What we intended is a vector of zeros with length proj.roles.size(). What we get from this code is a vector of length two with those two elements. This wasn’t the only thing we missed, but this was what killed us.

Even worse is that while watching the broadcast, we found this bug. :( ¹

In retrospect

We had a ton of fun as we did last year. Our results (106th worldwide, 4th in korea) is better than last year!

• However, I think that for the last two year problems required too much implementation. We don’t have time to deeply think about the algorithmic nature - we have to laser focus on finding one working idea and implementing simulation. As far as I know, in 2020 and before problems were less like this. Something like link to Tourist’s comment on 2020 Hashcode was why I loved Hashcode. Still, those kind of ideas seem to be what distinguishes WF level team with others.
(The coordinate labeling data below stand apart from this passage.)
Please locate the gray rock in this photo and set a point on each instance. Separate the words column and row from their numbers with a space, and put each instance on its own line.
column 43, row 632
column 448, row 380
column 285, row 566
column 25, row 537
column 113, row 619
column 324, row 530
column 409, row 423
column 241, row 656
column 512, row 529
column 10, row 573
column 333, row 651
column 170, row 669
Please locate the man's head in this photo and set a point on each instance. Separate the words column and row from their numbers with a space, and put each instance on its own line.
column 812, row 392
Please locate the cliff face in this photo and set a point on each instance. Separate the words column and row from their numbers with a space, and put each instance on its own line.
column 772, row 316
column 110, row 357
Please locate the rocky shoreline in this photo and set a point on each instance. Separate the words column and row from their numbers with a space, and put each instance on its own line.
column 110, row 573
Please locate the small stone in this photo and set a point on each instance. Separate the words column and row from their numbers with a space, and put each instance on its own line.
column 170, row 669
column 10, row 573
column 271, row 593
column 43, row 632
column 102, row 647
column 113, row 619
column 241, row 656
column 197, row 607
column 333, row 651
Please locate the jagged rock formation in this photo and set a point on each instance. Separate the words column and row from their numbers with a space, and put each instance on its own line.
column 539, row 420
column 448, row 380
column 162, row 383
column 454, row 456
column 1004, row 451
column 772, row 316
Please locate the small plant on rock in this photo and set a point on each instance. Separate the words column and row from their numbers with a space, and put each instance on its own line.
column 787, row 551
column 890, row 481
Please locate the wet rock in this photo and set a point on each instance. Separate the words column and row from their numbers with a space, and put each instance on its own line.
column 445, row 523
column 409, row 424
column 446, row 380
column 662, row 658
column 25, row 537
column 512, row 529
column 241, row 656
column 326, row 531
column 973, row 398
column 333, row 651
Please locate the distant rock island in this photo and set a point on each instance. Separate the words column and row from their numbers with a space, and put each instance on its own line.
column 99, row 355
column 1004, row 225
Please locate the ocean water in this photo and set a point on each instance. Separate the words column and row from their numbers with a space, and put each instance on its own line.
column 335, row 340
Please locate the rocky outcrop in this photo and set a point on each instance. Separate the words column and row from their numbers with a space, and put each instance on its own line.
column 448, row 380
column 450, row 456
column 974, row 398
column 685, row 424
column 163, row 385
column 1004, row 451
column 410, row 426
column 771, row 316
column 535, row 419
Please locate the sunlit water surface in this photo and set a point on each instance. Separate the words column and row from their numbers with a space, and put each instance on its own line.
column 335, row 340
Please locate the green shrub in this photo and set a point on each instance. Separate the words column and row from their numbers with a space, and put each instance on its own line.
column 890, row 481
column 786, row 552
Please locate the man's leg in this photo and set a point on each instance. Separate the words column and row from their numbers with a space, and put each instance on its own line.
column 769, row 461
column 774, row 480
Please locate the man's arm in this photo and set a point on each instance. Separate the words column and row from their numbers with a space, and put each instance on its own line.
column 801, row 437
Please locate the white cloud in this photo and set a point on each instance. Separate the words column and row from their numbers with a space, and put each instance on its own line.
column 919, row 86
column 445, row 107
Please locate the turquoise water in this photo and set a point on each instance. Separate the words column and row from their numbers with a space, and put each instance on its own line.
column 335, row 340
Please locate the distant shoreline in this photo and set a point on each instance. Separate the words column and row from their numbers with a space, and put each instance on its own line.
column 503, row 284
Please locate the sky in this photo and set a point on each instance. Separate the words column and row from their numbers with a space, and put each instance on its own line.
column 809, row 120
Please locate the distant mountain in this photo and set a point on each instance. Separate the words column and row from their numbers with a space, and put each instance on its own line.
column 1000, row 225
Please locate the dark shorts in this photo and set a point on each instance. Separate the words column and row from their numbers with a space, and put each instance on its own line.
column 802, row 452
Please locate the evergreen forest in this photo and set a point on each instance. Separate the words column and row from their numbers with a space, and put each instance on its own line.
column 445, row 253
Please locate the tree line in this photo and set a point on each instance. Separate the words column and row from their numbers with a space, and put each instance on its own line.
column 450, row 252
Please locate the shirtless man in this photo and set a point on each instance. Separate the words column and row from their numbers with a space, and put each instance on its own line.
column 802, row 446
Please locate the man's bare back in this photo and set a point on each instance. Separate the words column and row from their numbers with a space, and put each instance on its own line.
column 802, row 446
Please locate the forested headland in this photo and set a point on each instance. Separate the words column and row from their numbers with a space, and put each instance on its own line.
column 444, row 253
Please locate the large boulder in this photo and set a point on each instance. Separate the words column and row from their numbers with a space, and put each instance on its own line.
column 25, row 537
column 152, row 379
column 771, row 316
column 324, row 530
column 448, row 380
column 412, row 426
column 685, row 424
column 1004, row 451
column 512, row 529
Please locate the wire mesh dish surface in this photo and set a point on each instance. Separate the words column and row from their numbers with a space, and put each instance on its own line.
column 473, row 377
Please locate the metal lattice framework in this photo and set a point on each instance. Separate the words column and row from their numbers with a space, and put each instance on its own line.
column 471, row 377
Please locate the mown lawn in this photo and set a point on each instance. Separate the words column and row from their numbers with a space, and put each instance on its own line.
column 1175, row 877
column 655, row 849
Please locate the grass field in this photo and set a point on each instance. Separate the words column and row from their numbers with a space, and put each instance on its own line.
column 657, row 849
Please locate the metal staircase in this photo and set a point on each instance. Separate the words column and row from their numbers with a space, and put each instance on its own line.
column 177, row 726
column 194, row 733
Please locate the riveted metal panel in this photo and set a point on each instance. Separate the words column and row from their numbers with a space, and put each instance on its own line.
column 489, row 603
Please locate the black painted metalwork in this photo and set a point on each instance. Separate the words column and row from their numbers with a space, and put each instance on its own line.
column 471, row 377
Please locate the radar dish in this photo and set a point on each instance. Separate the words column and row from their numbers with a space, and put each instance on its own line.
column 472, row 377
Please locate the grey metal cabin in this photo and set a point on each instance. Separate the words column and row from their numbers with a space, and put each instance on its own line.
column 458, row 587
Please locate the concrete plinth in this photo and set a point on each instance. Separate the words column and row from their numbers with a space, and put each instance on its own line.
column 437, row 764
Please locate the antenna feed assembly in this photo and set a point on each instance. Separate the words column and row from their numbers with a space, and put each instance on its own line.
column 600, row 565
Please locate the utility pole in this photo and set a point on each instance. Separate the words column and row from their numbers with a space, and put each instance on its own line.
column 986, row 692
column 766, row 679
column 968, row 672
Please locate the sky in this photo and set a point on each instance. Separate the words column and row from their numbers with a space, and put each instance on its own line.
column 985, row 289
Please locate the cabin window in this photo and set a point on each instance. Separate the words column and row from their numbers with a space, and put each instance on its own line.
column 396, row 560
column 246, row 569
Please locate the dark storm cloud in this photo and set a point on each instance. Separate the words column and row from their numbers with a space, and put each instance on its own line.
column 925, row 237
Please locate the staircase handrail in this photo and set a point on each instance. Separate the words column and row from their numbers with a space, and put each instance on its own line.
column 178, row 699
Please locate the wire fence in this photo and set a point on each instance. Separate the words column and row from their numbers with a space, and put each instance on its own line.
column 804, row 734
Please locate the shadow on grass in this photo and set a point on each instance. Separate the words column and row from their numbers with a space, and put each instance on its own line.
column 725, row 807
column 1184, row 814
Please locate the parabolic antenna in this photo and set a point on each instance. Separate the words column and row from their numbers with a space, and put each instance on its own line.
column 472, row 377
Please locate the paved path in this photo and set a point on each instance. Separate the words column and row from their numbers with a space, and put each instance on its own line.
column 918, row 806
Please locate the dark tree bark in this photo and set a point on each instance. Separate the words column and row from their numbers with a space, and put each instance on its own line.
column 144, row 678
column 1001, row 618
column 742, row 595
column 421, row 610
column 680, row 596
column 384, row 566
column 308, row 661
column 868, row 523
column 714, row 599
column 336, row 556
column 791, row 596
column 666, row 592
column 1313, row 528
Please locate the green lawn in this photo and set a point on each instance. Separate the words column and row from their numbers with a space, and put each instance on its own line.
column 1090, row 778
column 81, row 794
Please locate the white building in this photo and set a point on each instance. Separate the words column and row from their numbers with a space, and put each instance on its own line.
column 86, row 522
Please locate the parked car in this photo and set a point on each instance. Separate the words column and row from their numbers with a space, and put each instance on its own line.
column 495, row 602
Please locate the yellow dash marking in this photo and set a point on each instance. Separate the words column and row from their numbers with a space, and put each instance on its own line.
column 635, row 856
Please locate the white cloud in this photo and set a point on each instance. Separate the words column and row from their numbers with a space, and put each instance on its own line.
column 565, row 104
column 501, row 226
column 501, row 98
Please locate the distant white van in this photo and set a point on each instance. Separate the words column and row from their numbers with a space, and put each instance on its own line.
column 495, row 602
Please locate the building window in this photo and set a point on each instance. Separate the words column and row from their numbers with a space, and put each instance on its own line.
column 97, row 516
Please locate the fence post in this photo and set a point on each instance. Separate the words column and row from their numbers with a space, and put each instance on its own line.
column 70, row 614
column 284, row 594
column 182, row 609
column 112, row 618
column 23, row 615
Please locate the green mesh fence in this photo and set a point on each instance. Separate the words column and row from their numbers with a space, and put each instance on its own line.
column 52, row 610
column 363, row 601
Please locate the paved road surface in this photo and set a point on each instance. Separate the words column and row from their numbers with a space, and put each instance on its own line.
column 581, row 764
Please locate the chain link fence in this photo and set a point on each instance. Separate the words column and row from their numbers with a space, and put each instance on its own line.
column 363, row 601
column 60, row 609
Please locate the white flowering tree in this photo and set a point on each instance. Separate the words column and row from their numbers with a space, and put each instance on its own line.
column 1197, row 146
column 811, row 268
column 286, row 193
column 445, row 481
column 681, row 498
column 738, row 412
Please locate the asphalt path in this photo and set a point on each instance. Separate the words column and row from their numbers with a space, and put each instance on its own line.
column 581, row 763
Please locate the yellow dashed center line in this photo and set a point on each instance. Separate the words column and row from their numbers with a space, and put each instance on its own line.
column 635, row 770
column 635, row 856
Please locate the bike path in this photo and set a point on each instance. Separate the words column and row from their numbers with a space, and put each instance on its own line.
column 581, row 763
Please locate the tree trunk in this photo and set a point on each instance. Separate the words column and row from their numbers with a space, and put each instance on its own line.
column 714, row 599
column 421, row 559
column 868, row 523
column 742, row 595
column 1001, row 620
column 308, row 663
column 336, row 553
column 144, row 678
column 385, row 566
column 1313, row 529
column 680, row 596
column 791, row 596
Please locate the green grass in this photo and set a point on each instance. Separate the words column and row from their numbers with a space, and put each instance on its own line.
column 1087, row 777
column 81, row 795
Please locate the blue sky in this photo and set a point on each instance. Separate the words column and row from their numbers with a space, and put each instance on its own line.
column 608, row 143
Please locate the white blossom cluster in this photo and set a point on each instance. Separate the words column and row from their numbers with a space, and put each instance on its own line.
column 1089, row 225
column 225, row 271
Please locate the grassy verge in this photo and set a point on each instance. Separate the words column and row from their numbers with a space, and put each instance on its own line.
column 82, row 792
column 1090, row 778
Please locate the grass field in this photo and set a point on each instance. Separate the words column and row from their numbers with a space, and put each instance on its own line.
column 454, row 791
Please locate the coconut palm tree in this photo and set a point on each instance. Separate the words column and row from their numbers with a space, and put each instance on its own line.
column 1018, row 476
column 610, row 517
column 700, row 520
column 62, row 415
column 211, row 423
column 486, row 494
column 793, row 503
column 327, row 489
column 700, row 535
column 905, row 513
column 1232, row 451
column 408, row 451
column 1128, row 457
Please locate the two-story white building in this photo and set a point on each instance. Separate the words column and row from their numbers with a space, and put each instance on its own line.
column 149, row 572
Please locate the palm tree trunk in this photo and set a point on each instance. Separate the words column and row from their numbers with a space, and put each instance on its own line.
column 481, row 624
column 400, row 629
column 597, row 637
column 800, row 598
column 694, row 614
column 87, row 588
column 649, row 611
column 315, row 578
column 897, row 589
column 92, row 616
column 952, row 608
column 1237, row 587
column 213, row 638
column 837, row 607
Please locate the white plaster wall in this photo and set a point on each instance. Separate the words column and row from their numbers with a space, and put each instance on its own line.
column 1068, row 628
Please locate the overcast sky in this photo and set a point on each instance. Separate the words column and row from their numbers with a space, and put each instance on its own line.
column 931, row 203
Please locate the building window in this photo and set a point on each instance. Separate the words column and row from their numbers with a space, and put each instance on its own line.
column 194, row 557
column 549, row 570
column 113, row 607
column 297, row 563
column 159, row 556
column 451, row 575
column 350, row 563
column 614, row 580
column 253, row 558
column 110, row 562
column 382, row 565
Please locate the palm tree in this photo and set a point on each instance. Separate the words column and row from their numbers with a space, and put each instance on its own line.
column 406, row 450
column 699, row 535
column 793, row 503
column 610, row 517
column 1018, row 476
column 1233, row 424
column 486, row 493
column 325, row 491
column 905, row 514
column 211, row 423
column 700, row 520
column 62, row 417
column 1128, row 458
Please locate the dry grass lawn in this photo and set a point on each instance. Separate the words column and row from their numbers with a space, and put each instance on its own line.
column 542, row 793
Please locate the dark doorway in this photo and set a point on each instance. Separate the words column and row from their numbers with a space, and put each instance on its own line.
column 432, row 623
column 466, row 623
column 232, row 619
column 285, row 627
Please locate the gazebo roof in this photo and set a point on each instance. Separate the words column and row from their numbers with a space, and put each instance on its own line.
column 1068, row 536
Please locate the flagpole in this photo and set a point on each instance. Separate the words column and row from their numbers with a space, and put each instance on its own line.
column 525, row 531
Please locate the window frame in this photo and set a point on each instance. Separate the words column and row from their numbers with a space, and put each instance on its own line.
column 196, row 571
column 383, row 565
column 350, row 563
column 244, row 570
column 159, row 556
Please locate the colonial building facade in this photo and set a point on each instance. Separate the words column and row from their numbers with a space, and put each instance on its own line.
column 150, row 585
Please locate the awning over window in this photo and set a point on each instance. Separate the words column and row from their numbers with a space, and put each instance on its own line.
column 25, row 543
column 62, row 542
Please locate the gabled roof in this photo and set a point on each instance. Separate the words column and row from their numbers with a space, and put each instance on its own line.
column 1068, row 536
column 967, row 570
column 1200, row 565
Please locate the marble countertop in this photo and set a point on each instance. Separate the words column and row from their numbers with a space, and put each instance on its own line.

After contest is over, in codeforces there seems to be some discussion about case D and F. Solution of user Psycho@CF looks impressive, and aligns with what hashcode is all about (at least what I think).

• One person just start implementing boilerplate code seemed like a reasonable idea, but it seems to work only after we agree on several aspects of code (core logic part). Without such consideration, we had some difficulty because of how other teammates had inconsistent understanding of problems.

KUDOS to both my teammates and hashcode team who prepared an exciting experience, and wish some good luck for two Korean teams participating on the Hashcode WF :)